JAKARTA, RADARBANTEN.CO.ID – Menteri Perdagangan (Mendag) RI Zulkifli Hasan memastikan bahwa pembelian minyak goring rakyat atau Minakita tidak perlu menggunakan Kartu Tanda Penduduk (KTP).
“Ya repot, repot (pakai KTP-red). Nanti dipasang pembeli hanya bisa beli dua liter atau dua botol (per hari per orang-red),” kata Zulkifli Hasan usai melepas ekspor produk Usaha Kecil dan Menengah (UKM) di Bekasi, Minggu (12/2).
Zulkifli menambahkan, penjualan Minyakita hanya dapat dilakukan di pasar tradisional. Hal ini sebagai upaya untuk mencegah kelangkaan minyak goreng yang diperuntukkan bagi masyarakat kurang mampu.
“Jualan online kita stop, grosir kita stop, sekarang fokus ke pasar tradisional. Jadi kalau nyari Minyakita ya ke pasar, karena itu kan untuk masyarakat yang ke bawah. Yang lain beli premium dong,” terangnya.

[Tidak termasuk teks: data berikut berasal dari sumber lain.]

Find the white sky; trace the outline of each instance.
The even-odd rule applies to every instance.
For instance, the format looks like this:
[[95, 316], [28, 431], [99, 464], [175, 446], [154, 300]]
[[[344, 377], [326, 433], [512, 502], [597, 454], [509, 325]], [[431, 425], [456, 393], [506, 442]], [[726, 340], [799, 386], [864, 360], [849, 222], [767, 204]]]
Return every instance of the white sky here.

Sebagai ganti dari kewajiban penggunaan KTP, Kementerian Perdagangan (Kemendag) RI mengeluarkan Surat Edaran Nomor 3 Tahun 2023 tentang Pedoman Penjualan Minyak Goreng Rakyat.
Kemendag juga memastikan kembali Harga Eceran Tertinggi (HET) minyak goreng kemasan Rp14 ribu per liter dan minyak curah Rp15.500 per kilogram.